Please do not submit articles behing pay walls.

petercooper · on Feb 27, 2012

Being behind a paywall isn't helping with its publicity. On the plus side, this reminds me I really do need to sign up for the ACM! :)

icebraining · on Feb 27, 2012

Searching the title returns this: http://akira.ruc.dk/~keld/teaching/algoritmedesign_f04/Artik...

sold · on Feb 27, 2012

I get 404 at this URL but google cache is available.

dhruvbird · on Feb 27, 2012

Google Cache Link: https://docs.google.com/viewer?a=v&q=cache:n-YwxuJHeAoJ:...

icebraining · on Feb 27, 2012

My bad. I've actually clicked the "Quick View" link; the possibility of being unavailable didn't cross my mind.

dhruvbird · on Feb 27, 2012

Or you can try this one if neither work: http://citeseerx.ist.psu.edu/viewdoc/summary?doi=10.1.1.88.1...

on Feb 27, 2012

[deleted]

petercooper · on Feb 27, 2012

Maybe, but it's just another paywall, selling a PDF for $39.95.
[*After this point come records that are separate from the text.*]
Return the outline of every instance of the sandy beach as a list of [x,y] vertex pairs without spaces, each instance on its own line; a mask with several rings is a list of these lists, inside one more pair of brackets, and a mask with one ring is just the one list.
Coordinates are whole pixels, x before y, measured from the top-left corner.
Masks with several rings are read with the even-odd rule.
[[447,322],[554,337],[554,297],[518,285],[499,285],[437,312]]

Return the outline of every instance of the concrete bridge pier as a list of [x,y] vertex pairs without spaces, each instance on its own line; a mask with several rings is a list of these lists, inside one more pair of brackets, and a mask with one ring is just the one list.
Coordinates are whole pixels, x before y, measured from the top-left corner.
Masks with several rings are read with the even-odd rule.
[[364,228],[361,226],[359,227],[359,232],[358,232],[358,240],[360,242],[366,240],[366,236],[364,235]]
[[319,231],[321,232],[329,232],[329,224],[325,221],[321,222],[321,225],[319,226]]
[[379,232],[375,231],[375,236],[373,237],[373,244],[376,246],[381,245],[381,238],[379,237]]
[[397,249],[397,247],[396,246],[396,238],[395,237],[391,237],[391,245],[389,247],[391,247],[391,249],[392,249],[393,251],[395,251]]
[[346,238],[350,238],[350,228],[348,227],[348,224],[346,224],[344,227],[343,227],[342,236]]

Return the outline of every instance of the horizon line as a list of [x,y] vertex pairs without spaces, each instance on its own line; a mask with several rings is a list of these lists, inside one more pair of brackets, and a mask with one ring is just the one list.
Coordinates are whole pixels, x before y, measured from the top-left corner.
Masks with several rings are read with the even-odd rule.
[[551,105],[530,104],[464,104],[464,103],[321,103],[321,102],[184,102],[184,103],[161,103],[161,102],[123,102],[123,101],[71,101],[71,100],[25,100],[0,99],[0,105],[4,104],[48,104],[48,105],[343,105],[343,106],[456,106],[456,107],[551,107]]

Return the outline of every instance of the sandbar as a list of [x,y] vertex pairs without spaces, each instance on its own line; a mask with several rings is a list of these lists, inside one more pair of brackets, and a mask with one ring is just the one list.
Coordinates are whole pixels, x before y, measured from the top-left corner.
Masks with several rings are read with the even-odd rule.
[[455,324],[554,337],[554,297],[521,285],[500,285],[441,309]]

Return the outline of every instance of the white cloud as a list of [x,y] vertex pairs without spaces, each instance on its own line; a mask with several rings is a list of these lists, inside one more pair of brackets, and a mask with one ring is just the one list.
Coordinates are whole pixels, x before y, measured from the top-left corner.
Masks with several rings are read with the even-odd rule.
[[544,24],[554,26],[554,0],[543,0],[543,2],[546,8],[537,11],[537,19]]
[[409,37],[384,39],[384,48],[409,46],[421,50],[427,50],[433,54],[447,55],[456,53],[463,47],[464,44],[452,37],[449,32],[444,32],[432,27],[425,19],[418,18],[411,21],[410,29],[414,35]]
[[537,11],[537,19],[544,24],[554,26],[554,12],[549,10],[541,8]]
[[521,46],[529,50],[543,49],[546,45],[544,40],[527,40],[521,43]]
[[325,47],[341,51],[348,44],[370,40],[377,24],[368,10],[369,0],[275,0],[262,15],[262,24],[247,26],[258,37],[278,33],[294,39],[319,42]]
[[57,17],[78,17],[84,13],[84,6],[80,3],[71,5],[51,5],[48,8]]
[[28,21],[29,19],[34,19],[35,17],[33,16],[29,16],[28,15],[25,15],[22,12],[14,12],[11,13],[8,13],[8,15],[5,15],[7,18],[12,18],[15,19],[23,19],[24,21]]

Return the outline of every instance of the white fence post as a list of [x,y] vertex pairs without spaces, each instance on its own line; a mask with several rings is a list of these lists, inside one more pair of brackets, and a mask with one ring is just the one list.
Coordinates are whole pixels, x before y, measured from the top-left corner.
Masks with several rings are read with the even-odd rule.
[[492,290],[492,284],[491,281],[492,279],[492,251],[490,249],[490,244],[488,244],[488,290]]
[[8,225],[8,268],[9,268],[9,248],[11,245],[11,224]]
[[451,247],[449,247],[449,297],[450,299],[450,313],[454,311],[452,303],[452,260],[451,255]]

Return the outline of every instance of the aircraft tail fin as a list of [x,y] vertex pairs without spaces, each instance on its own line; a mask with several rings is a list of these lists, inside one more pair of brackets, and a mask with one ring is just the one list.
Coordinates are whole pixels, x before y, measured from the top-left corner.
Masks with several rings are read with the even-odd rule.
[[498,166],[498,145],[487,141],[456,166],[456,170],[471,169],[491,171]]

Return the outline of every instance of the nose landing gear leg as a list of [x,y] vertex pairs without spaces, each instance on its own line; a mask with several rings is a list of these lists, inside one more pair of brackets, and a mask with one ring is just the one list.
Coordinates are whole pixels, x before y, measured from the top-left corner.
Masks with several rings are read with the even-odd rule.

dhruvbird · on Feb 27, 2012

Does this link work? http://www.deepdyve.com/lp/association-for-computing-machine...

snth · on Feb 27, 2012

My usual way around this is to search on scholar.google.com. This usually turns up some free versions. It does in this case.

mdonahoe · on Feb 27, 2012

Can someone writeup a gist of the algorithm?

k_l_s · on March 1, 2012

Given two sorted lists A and B concatenated as a single list AB:

Divide the list up into sqrt(n) pieces, each of size sqrt(n). Create one such piece consisting of the sqrt(n) largest elements of the combined list and move this piece to the left-most position (call this the buffer piece), while the remaining pieces are simply formed from the remaining elements. Note that the remaining pieces will retain their ordering from the fact that A and B were originally sorted (as long as care is taken not to cross the boundary of A/B), while the left-most piece need not be sorted at this point. Stable? [I didn't see it in the paper, but I think it's necessary] sort the sqrt(n)-1 non-leftmost pieces in non-decreasing order by their tail element. Finally, merge (details left out as to when to stop the merge) the longest sequence of pieces constructable from the beginning of the un-merged list so that the tail element of any piece is not greater than the head element of it's downstream piece with this sequence's downstream piece, using the left-most piece as the buffer and swapping the min element of the two lists into the min buffer position instead of overwriting the buffer element. After a merge, the buffer piece will remain as a single piece and may be re-used as the buffer for the next merge. In the end, simply sort the buffer piece. Notice that we may use an O(n^2) sort for the two sorts that we need to perform without breaking the merge's linear time property since in both cases we're sorting sqrt(n) items.

The min element of the remaining pieces will always make its way into the min buffer position a sorted lists' pieces will not be re-ordered by the tail-element sort.

Anyhow, many details left off, but you asked for a gist and I believe that this qualifies as a gist.